Citic Pacific finds its connections no longer mean as much

In the mid-1990s, Larry Yung was Hong Kong's preeminent "red capitalist." The son of China's then Vice-President, Rong Yiren, Yung was the high-flying chairman of Citic Pacific Ltd., a Hong Kong company partly owned by China International Trust & Investment Corp. (Citic), the mainland's biggest holding company. Because Yung was a "princeling," with impeccable connections, investors considered Citic Pacific a sure bet and sent its stock skyrocketing.

The runup in its share price helped Citic Pacific build a war chest that it used to take stakes in some of Hong Kong's best-known companies. Among them: flag carrier Cathay Pacific Airways, Hong Kong Telecom, and Hong Kong's No. 1 electricity provider, CLP Holdings Ltd. Yung was one of the first mainlanders to join the Hong Kong establishment, buying a mansion in the tony Peak district, accepting a stewardship at the Hong Kong Jockey Club, and avidly courting the Hong Kong media.

These days, Yung is a princeling without a crown. That's because the 59-year-old tycoon seems to have lost some of his guanxi, or connections, in Beijing. In mid-January, Citic Pacific announced it was abandoning efforts to get mainland approval to operate a fiber-optic network it bought in 2000 from the People's Liberation Army. Instead, it was selling the network to Beijing-controlled Citic.

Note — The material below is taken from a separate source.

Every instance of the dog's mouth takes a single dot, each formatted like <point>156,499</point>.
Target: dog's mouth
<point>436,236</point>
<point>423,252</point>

What happened? Analysts say Beijing may be telegraphing a message that guanxi capitalism is dead. That has a lot to do with China's new membership in the World Trade Organization, requiring it to lower trade barriers and lay the foundation for a system where competence counts more than connections, and where business is done by the book. "The government," says Lan Xue, head of China research at Merrill Lynch in Hong Kong, "is sending the signal that if you aren't following the rules, you have to eat your investment."

The rule in this case was that foreign companies, including Citic Pacific, are barred from getting telecom licenses to operate on the mainland. When Yung announced his intention to seek a license in China two years ago, investors figured if anyone could get around the rule, it would be him. Indeed, Citic Pacific assured investors it was making good progress in its efforts to get a license.

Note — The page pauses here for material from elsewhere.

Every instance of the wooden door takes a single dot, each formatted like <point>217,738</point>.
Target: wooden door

So when Citic Pacific Managing Director Henry Fan informed investors of the bad news on Jan. 14, the company's stock promptly plunged 9.4%, and now trades at $1.90 (chart). Citic Pacific's telecom fiasco "shows that guanxi can only take you so far," says Robert Sassoon, an analyst at SG Securities in Hong Kong. "In the mid 1990s, everything they touched turned to gold, but now China is different and doesn't need to rely on the likes of Citic Pacific."

In fact, Yung's connections have been failing him for some time. Before the 1997 return of Hong Kong to Chinese rule, Yung bought into CLP, hoping to use its expertise and his connections to become a player in China's power-generation business. By 1999, that plan had fizzled, and Yung sold the stake. "Companies like Citic Pacific were beneficiaries of China's opaque environment," says a European investment banker. "What's its raison d'etre now?"

Good question. All agree Citic Pacific needs to find a focus. Its portfolio includes such disparate businesses as bridges and tunnels, motor manufacturing, and residential property. Two-thirds of its assets are minority stakes in companies in which it plays no management role. In 2000, Citic Pacific made $454 million on revenue of $2 billion, about half what it earned in 1997. Merrill Lynch expects the company's 2001 profit to fall 29%, largely due to a terror-related plunge in Cathay's earnings.

Citic Pacific's woes mark the end of an era. So-called red chips have become increasingly irrelevant. Now that Chinese capital markets are maturing, mainland companies find it easier to raise funds at home. Those seeking international credibility can list directly in Hong Kong or New York, without the bother of setting up a separate public subsidiary. Besides, foreign investors looking for pure China plays prefer these stocks--Hong Kong Telecom and China National Offshore Oil Corp. are favorites--because they must adhere to the U.S.'s tough securities regulations.

Where that leaves Citic Pacific and Yung--who declined a request for an interview--is hard to say. The company has announced only that it plans to focus on infrastructure development and property management. But Citic Pacific has tried to reinvent itself before. "They have now been consigned by the market as a passive holding company with no unique franchise," says Sassoon. "Their strategy is not very focused." With its stock down more than 40% in the past 12 months, compared with a 25% skid for the Hang Seng Index, Yung & Co. need to show they can deliver more than good guanxi.